Cardoons may be new to you, but they’re an ancient vegetable.
They are quite simply a thistle, like artichokes, to which they are related, but they’re cultivated for their fleshy succulent stems and stem base rather than for buds or flowers. While they taste similar to artichokes and are no fiddlier to prepare, artichokes have the edge – they’re sexy, scary, intimidating, delicious – whereas a bunch of cardoon leaves look like a swollen ratty head of celery, and once cooked, not much better. Oh, but they taste good.
Native to the Mediterranean, cardoons are popular in Spain, the south of France and Morocco, among other places, but are perhaps best known in Italy as an accompanying dipping vegetable to bagna cauda, a classic and spectacular Piedmontese dip made with warm butter, oil, garlic and anchovy. Piedmontese cardoons are a particularly small variety with tender stems, and to accompany bagna cauda, they are served raw. I don’t recommend following suit with any other variety as most types of cardoons will be too stringy to eat raw. They’re grown in other areas throughout Italy, and that’s where they get interesting: Think tasty stocks, bubbling cheese, crunchy fried nuggets, and you’ll get the idea.

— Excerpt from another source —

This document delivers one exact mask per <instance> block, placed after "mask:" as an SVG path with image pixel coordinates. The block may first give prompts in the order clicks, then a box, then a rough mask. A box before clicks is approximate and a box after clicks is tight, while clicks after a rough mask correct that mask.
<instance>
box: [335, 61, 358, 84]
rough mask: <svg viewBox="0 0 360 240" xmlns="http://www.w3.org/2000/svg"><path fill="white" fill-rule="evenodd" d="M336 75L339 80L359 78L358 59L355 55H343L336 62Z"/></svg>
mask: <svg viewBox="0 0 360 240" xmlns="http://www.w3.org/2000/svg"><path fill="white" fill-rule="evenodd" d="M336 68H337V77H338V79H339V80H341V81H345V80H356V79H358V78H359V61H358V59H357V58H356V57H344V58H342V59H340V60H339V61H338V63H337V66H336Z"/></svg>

Like artichokes, allow time for preparation, and get set up before you start. Have some cut lemons on hand, because cardoons go brown just like artichokes when they are cut. You’ll need a sharp knife, but choose stainless steel not carbon, because carbon steel will react badly with the cardoons and blacken them. Have a saucepan filled with cold water and 2 tablespoons of white vinegar. You could use more lemons here if you have them, but vinegar is cheaper and does the same job. When all is ready, work on one leaf at a time.
Cut off all the leaves – even tiny ones are inedible – cutting away the edge of the stems as you do so. And watch out for sharp thorns. There are none showing in the photographs attached here, but most varieties will be thorny. Run a vegetable peeler down the length of the stem to remove as many strings as possible. Strings are your enemy and you want them out of there! Trim ends of stem, wash thoroughly, then rub cut ends and sides with lemon. Then cut into short lengths, rub with more lemon and add to saucepan of acidulated water. Repeat with remaining stems. When all are done, drain, return to saucepan, add fresh water to cover, and throw in 2-3 halves of the lemons you have used for rubbing the stems. Bring to a gentle boil, lower heat, partially cover with a lid and cook gently for 30-40 minutes until tender. Drain, and dry off, then they’re ready to go:
- Toss in melted butter, squished anchovies and crushed garlic (nearly as good as bagna cauda).
- Layer up with béchamel sauce, top with grated cheese and bake until bubbling and golden. Serve with anything!
- Toss with a Spanish almond picada sauce and serve with roast chicken.
- Dust with flour, dip in egg and coat with fine panko crumbs and fry in shallow oil until golden, or make a double-decker crunchy nugget and layer up two pieces with a slice of melty cheese in the middle, then flour, egg, crumb and fry until a good golden brown.
- Alternatively, braise in good stock and finish with grated parmesan, or cook in water as described, but drain towards end of cooking, then finish off in white wine, crushed garlic, extra virgin olive oil and chopped mint.
- Or braise in a tagine with other vegetables, or in a slow-cooked meat casserole.
I could go on but this probably gives you the idea. Bear in mind, they don’t look much, just like a bunch of old leaves to begin, but like turning a sow’s ear into a silk purse … you can create a scrumptious dish.
If you grow your own cardoons – and gardeners love them for their appealing silvery grey-green foliage, and the way they bush out and fill a gap or corner in a garden – you’ll of course want to eat the ‘heart’ or the stem base. It’s thick and succulent and better than an artichoke heart simply because there is more of it and you can have a feast, but you need to trim it well, de-string it and cut it into quarters first. Patience is required.